The Bekaa Valley in Eastern Lebanon has long been a center of illicit cannabis cultivation, though the area has gained a reputation as a “no-go” zone because of the wealthy clans that control cannabis production in the region – and who are armed and willing to protect their livelihoods, according to The Guardian.
That may soon change if Lebanon’s fractious parliament can push a legalization bill through, and open the country’s cannabis fields to international export markets.
Thailand, Zimbabwe, and beyond
Since Canada became the 2nd country – and the first Group of Seven nation – to legalize cannabis for adult-use, a number of other countries around the world have looked to overhaul their approach to the plant, largely for economic reasons.

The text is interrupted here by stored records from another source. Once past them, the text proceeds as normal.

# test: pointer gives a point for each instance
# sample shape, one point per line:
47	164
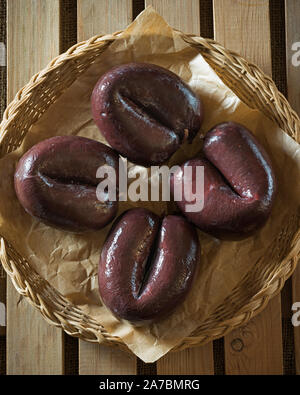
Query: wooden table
263	32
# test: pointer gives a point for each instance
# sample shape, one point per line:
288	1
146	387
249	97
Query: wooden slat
33	346
292	12
185	16
243	26
95	17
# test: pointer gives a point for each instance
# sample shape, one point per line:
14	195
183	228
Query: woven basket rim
70	318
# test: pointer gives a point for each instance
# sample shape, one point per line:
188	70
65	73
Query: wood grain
33	346
243	26
292	13
95	17
185	16
102	17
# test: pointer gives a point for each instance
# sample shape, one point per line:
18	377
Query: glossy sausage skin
239	183
145	112
147	265
55	181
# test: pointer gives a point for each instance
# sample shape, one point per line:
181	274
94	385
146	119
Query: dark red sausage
55	181
239	183
147	265
145	112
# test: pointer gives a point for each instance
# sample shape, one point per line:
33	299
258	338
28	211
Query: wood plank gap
68	24
206	19
137	7
33	346
292	14
255	348
277	28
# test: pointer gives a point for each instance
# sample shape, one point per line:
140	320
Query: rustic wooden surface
256	348
292	11
33	346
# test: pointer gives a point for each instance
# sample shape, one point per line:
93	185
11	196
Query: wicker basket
249	83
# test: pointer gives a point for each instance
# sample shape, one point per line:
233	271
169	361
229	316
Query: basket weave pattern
254	88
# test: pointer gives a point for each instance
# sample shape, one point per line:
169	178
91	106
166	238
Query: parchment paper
69	262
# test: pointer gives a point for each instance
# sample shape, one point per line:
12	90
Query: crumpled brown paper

Investment banks have released bullish predictions about how valuable the cannabis market is set to become encouraging some countries to re-evaluate prohibition. Arcview Market Research, a cannabis-industry research firm, predicts global spending on legal cannabis to hit $32 billion by 2022, representing a 22% growth rate.
Thailand, a country ruled by a military junta with some of the toughest policies toward drug users in the world, is debating a bill that would legalize medical cannabis in the country, making it the first Asian country to do so, reports Bloomberg.
Like Lebanon, Thailand has long been a center of cannabis cultivation – owing to its tropical climate favorable to growing the plant – and is seeking to compete with Canada for access to lucrative export markets.
“The best strains of cannabis in the world 20 years ago were from Thailand, and now Canada has developed this strain until up to this day, we can’t claim that ours is the best in the world anymore,” Nopporn Cheanklin, the director of Thailand’s Government Pharmaceutical Organization (GPO), a state-backed enterprise, told Bloomberg.
Zimbabwe, another country with a strict stance on drugs, legalized medicinal cannabis in April, allowing both individuals and corporations to apply for licenses to grow the plant. Possession of cannabis previously brought a 12-year prison sentence in the country, according to the Associated Press.
And Lesotho, a tiny, land-locked kingdom on the southern tip of Africa, is soliciting foreign investment to grow medical cannabis on its soil and become a top exporter, according to Marijuana Business Daily.